Choosing a startup’s legal entity can be a frustrating experience for the entrepreneur. Who has time to deal with the LLC, S-Corp, C-Corp, LP, GP, LLP & LLLP when you’re already buried with things like CSS, RoR, AJAX, PYTHON, PHP & ASP? Thankfully, if your startup is absolutely determined to raise venture capital, there’s only one viable legal entity decision your startup can make–the Corporation. Here’s why your startup will be structured as a corporation for venture capital investment:
Does this include S Corporations?
No. While the S Corporation structure is a popular choice for entrepreneurs and other small businesses, it comes with regulatory limitations that do not make it a feasible vehicle for raising venture capital. The three main regulatory limitations are:
- S Corporations may only have one class of stock;
- S Corporation stockholders must be natural persons (except for some extremely limited circumstances); and
- S Corporations can not have more than 100 stockholders.
The one class of stock requirement is fatal to a venture capital investment since venture capital firms will demand preferred stock in return for their investment. Also, most venture capital firms are organized as limited partnerships and less frequently as LLCs–but both legal entity types aren’t “natural persons.” And finally, as your startup grows, the 100 stockholder maximum comes into play once your startup begins issuing stock and stock options to employees.
Thus, the only type of viable corporation for venture capital investment is the C corporation.
Why not an LLC?
While the LLC is also a common startup vehicle, the C Corporation wins hands down when it comes to raising venture capital. The following 4 reasons explain why the LLC is suboptimal compared to the corporation for venture capital:
1. Pass Through Entity
While the pass through feature (income/losses are passed down to the shareholders rather than dealt with at the entity level) of LLCs are desirable to most entrepreneurs, venture capital funds do not find pass through taxation to be a similarly desirable feature. The venture capital firm does not want the accounting and tax matters of a funded venture to be passed down to the firm, and thereby be attributed to the venture capital firm’s tax exempt and foreign limited partners. Such a scenario could create unrelated business taxable income (UBTI) issues or have their foreign investors be deemed “doing business” in the United States and thus have to file a U.S. tax return.

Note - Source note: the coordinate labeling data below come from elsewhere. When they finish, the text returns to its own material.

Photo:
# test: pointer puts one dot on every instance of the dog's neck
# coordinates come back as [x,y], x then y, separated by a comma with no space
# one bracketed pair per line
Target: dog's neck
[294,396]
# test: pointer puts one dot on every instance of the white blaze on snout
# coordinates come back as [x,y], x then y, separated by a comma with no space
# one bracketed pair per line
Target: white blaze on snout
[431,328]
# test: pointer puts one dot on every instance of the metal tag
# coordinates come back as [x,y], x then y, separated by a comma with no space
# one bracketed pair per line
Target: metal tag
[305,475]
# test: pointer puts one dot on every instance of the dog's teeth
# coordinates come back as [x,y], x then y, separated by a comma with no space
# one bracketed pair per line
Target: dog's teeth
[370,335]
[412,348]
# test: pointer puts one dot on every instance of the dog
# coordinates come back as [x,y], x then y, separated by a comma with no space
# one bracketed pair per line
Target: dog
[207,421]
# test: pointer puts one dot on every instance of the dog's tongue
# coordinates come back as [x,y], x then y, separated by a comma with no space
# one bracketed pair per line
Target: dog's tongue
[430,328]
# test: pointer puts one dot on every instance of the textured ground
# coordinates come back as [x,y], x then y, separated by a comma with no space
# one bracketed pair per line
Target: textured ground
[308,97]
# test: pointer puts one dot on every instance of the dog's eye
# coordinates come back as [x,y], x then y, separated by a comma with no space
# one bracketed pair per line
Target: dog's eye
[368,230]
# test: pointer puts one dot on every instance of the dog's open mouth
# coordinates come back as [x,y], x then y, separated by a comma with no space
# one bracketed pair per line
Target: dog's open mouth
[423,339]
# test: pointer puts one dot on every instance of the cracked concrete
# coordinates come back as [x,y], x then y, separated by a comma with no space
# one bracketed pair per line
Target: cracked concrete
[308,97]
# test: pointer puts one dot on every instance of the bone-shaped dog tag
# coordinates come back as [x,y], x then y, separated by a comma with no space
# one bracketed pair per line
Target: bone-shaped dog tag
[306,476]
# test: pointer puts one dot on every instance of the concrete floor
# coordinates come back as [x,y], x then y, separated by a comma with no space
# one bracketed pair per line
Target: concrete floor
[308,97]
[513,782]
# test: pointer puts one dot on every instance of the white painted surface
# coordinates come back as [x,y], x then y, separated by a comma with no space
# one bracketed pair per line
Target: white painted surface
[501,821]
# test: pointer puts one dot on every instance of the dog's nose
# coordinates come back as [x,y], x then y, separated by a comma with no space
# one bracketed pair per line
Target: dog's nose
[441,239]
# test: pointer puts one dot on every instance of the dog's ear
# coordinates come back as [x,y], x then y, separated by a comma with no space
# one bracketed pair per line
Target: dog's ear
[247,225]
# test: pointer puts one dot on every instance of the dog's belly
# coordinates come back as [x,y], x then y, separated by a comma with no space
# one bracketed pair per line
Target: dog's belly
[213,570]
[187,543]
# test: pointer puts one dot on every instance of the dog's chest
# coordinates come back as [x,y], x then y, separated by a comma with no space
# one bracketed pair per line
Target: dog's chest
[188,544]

The membership interests of an LLC are typically not freely transferable by state statute. This makes the LLC a lousy entity for one of venture capital’s exit strategies: the IPO. (Not that IPOs for venture backed companies are hot at the moment.)
Started in the late 1980s and only made more popular in the last decade or so, LLCs are a relatively new type of legal entity. Thus, there just isn’t a well developed set of laws and regulations for LLCs. Corporations, on the other hand, provide a larger degree of predictability with regards to corporate governance and stockholder rights.
4. The Venture Capital Firm’s Organizational Documents
Primarily due to the reasons outlined above, many venture capital funds will have specific provisions in their own organizational documents that prohibit them from making a venture capital investment in an LLC, or any other legal structure than a C Corporation. Thus, if your startup is absolutely against being a C Corporation, you could be declined by the venture capital firm regardless of how spectacular your startup is.
The C Corporation is a venture capital firm’s clear-cut choice for the type of entity in which to place their investment. When the to-be-venture-funded startup is a C Corporation, various administrative and other burdens are minimized for the venture capital firm, which allows them (and their capital) to focus on developing the startup company’s business. You startup should be structured as a corporation for venture capital.